2,3,11,12 lose 1 unit x 6/22
7,11: win 1 unit x 6/22
Add it up: -10/242 = 4.13 percent house advantage.

The game is so well balanced on the pass line that as soon as you get rid of 1 point (like a 4 or 10), the game turns into the player advantage.

Example: Craps with no 10s (10 is a push)

2,3,12: lose 1 unit x 4/33
7,11: win 1 unit x 8/33
6,8: lose 1 unit (5/11 - 6/11) x 10/33
5,9: lose 1 unit (4/10 - 6/10) x 8/33
4,10: lose 1 unit (3/9 - 6/9) x 3/33

Add it up: -1 x 4/33 + 8/33 - 1/11 x 10/33 - 2/10 x 8/33 - 3/9 x 3/33 = 1.49 percent player advantage.

My math is a bit different here.

First off, we only care about rolls of 2, 3, 6, 7, 8, 11 and 12. That's 22 possible rolls. I think this is the big mistake others are making -- the denominator is not 36, as there are 14 rolls we don't care about.

We win on come-out of 7 or 11, or on a 6 and then 6 rolling before 7, or on an 8 and then 8 rolling before 7. The last two events have the same probability.

Win = (6/22) + (2/22) + 2(5/22)(5/11) = 8/22 + 25/121 = (88+50)/242 = 138/242.

We lose on everything else, which should be 104/202, but as a check we can compute:

Lose = 1/22 + 2/22 + 1/22 + 2(5/22)(6/11) = 4/22 + 30/121 = (44+60)/242 = 104/242

Ignoring the possibility of taking odds on points of 6 or 8, the wins return +1 and the losses return -1. So the EV is simply the difference between these two fractions, or 34/242 = 17/121 = .14049. This game has a 14.05% player advantage.

Quote: 7outlineaway

My math is a bit different here.

First off, we only care about rolls of 2, 3, 6, 7, 8, 11 and 12. That's 22 possible rolls. I think this is the big mistake others are making -- the denominator is not 36, as there are 14 rolls we don't care about.

We win on come-out of 7 or 11, or on a 6 and then 6 rolling before 7, or on an 8 and then 8 rolling before 7. The last two events have the same probability.

Win = (6/22) + (2/22) + 2(5/22)(5/11) = 8/22 + 25/121 = (88+50)/242 = 138/242.

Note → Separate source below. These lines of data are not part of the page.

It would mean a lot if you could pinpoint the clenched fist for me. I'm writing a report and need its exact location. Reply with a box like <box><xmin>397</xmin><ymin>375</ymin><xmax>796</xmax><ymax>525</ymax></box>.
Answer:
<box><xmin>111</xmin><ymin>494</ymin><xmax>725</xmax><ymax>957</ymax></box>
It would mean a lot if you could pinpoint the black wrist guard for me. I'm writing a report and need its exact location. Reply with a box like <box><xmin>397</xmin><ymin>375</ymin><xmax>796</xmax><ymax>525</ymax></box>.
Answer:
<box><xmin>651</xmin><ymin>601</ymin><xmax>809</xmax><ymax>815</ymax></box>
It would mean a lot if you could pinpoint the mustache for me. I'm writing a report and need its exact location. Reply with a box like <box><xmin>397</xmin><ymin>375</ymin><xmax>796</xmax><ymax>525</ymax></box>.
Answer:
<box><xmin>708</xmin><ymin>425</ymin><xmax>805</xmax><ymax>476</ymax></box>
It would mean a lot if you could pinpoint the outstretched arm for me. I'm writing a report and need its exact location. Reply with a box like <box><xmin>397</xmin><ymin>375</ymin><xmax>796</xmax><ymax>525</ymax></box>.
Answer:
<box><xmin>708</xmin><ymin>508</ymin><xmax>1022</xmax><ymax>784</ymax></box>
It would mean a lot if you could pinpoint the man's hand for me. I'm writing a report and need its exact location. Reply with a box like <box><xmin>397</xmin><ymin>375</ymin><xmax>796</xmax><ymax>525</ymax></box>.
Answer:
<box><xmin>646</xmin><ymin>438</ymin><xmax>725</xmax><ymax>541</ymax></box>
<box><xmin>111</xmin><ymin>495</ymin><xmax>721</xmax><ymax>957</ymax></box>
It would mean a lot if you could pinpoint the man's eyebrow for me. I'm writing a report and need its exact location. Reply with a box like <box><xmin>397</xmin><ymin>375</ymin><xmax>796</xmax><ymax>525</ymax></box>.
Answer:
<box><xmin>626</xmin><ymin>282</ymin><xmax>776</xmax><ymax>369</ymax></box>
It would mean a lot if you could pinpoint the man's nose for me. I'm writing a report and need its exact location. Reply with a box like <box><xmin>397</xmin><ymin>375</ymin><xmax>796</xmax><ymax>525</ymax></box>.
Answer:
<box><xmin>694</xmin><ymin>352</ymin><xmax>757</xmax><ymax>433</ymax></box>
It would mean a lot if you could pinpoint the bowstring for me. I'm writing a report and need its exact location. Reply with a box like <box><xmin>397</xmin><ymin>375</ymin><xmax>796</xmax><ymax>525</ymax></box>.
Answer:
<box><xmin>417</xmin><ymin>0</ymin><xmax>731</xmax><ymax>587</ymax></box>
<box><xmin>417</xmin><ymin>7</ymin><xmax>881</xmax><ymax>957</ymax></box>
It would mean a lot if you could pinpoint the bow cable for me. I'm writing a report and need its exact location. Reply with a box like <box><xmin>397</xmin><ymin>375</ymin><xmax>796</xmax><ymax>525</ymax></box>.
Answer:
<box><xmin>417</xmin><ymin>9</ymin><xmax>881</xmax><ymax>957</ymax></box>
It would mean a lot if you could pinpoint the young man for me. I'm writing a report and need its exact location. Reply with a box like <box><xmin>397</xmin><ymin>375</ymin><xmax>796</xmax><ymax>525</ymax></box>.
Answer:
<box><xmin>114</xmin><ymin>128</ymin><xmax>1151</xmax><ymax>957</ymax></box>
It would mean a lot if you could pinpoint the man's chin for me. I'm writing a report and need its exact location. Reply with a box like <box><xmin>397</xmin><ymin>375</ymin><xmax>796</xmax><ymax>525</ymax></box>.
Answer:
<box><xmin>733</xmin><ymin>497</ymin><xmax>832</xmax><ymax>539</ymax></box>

We lose on everything else, which should be 104/202, but as a check we can compute:

Lose = 1/22 + 2/22 + 1/22 + 2(5/22)(6/11) = 4/22 + 30/121 = (44+60)/242 = 104/242

Ignoring the possibility of taking odds on points of 6 or 8, the wins return +1 and the losses return -1. So the EV is simply the difference between these two fractions, or 34/242 = 17/121 = .14049. This game has a 14.05% player advantage.

Yep that's what I get. I was just counting pushes in the denominator like the wizard does of the don't pass. (17/121)*(22/36)=17/198.